The human brain contains around 100 billion neurons. Their genesis, development and degeneration are all governed by underlying gene regulatory networks (GRNs). These fundamental biological processes represent a nexus where basic and translational neurobiology converge; the same processes that orchestrate normal neuronal development, maturation and death are those that malfunction in neurodevelopmental and neurodegenerative disorders. We aim to identify these networks and uncover how they vary across individuals, thereby causing errors of neurodevelopment or susceptibility to neurodegeneration. This overarching goal is as much about developing a basic understanding of how neuronal phenotype emerges from interactions among the genes of the network as it is about translating this understanding into identification of novel therapeutic targets. All of our work is guided by a credo that understanding basic biological mechanisms and identifying targets for therapeutic intervention are inextricably intertwined. To implement this vision, we work collaboratively with basic, clinical and translational neuroscientists, molecular biologists, stem cell biologists and computational biologists.

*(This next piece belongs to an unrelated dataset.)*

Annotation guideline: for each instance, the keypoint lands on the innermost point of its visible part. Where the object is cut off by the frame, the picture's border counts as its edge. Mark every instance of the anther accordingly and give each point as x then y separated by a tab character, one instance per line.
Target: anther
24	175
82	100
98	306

This mission can be broken down into three overlapping phases, First, we need to define the networks. We do this by using induced pluripotent stem cells (iPSCs) to examine neuronal development and degeneration on specific genetic backgrounds (our disease focus is increasingly on ASD and Alzheimer’s Disease). We use a variety of genomic tools to harvest transcriptional and epigenetic data and then interrogate these data to infer the interactions among the genes and to define how the network topology changes during neuronal development and neuronal death. Second, we need to attribute changes in network topology to specific genes. This we do by using genome editing to introduce specific genetic changes and then reanalysing the network topology. Third, we use a range of genetic and small molecule manipulations to target specific pathways inferred from the network analyses. Our hope is to identify candidate pathways and genes that may represent novel therapeutic targets to delay, abrogate or rescue aberrant neuronal development or degeneration.

 As well as this systems approach, we also focus on transcription factors that are known regulators of neurodevelopment and neurodegeneration. Much of our attention has been focussed on REST, a key transcriptional regulator, that we have shown plays a critical role in embryonic neurogenesis and in maintaining adult neuronal phenotype. Furthermore, REST is a critical component in mediating cell death in Huntington’s Disease and potentially in rescuing cell death in Alzheimer’s disease.

 We are part of a broad consortium of scientists at Oxford under the ARUK Drug Development Institute that will expedite rapid translation of our findings to develop target-enabling packages including assays, screens, probe compounds and other reagents for target development.